Nous sommes au milieu du grand 8 – elle pointe le doigt sur le chiffre qu’elle vient de dessiner. De ce fait, il y a eu des œufs cassés et des hommes ont ‘morflé’ : c’est une conséquence inévitable. Nous allons vers un mieux, mais nous n’y sommes pas encore. Nous devons travailler femmes et hommes ensemble. Les histoires de ‘déconstruction’ chères à certaines, je ne souhaite pas que quiconque s’en réclame en mon nom.
J’apprécie énormément la démarche collective de la comédienne Judith Godrèche, car elle est forte de propositions concrètes et favorables à la sortie du silence de nombreuses femmes anonymes. Il faut encourager la visibilité des femmes violées ou agressées qui n’osent pas parler et ne sont pas des actrices. Ces femmes silencieuses ne disposent pas de la notoriété permettant aux actrices de se retrouver médiatiquement sur le devant de la scène.

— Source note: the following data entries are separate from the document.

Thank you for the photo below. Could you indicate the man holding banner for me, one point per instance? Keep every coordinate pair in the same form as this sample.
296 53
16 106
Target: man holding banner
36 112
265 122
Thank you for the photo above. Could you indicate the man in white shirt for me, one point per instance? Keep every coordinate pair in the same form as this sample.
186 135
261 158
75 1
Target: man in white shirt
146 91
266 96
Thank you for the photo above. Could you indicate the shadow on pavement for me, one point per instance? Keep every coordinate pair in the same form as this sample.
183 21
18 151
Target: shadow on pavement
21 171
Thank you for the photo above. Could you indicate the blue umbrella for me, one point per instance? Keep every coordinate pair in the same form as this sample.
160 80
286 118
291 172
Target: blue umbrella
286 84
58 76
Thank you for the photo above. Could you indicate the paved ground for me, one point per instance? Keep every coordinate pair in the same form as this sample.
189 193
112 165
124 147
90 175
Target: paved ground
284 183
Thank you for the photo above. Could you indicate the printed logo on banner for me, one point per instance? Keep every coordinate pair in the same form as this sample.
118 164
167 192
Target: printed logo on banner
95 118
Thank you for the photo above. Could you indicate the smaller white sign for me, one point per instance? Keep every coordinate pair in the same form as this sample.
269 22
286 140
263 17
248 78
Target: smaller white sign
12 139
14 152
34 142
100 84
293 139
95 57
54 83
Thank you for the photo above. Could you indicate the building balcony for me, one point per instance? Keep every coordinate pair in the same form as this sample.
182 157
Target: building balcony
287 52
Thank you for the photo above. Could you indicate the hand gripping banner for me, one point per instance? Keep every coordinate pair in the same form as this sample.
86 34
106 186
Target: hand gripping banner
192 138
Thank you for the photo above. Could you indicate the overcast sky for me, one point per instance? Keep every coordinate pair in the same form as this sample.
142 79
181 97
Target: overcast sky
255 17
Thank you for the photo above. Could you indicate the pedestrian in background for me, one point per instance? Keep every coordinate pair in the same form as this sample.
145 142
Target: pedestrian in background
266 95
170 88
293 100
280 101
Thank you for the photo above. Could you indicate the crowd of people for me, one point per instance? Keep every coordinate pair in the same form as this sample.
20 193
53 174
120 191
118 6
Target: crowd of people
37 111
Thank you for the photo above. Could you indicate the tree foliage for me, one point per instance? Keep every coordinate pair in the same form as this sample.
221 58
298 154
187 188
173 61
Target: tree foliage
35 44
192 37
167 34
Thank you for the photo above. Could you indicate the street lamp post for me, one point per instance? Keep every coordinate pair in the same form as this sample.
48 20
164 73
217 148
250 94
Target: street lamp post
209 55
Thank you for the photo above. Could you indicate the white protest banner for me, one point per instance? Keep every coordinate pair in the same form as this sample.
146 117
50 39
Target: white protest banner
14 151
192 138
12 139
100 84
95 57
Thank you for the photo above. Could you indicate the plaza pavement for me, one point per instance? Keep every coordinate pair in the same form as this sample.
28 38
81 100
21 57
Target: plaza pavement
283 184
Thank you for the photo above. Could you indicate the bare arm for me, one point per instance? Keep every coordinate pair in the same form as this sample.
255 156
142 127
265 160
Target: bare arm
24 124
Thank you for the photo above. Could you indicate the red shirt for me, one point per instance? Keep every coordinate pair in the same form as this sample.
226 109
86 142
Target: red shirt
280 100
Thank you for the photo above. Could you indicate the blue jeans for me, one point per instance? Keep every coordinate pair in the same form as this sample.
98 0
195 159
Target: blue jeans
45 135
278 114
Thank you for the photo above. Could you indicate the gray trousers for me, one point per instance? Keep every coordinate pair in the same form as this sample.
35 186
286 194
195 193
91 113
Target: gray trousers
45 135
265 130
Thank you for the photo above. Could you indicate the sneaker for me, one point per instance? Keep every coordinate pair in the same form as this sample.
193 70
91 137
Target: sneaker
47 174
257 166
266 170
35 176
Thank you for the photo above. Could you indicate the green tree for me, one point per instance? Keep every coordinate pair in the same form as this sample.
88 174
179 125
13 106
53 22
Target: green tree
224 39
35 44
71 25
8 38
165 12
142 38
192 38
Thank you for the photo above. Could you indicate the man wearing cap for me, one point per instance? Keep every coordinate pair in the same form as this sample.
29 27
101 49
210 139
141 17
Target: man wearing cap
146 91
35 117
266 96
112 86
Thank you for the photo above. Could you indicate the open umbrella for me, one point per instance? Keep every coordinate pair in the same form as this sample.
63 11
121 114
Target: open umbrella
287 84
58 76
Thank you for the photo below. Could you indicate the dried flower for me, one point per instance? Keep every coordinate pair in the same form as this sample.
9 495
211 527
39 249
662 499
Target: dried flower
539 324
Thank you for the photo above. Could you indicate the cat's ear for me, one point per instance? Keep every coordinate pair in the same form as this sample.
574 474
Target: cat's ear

En vous engageant dans de nombreux films où parler pour les pays et les artistes qui n’ont pas cette chance’, n’êtes-vous pas restée fidèle à votre rêve d’enfant, devenir reporter de guerre ?
En tant qu’actrice, je suis de partout et de nulle part ! Et mon prochain film [sortie le 28 août en France], réalisé par Morgan Simon, a pour titre « Une vie rêvée ».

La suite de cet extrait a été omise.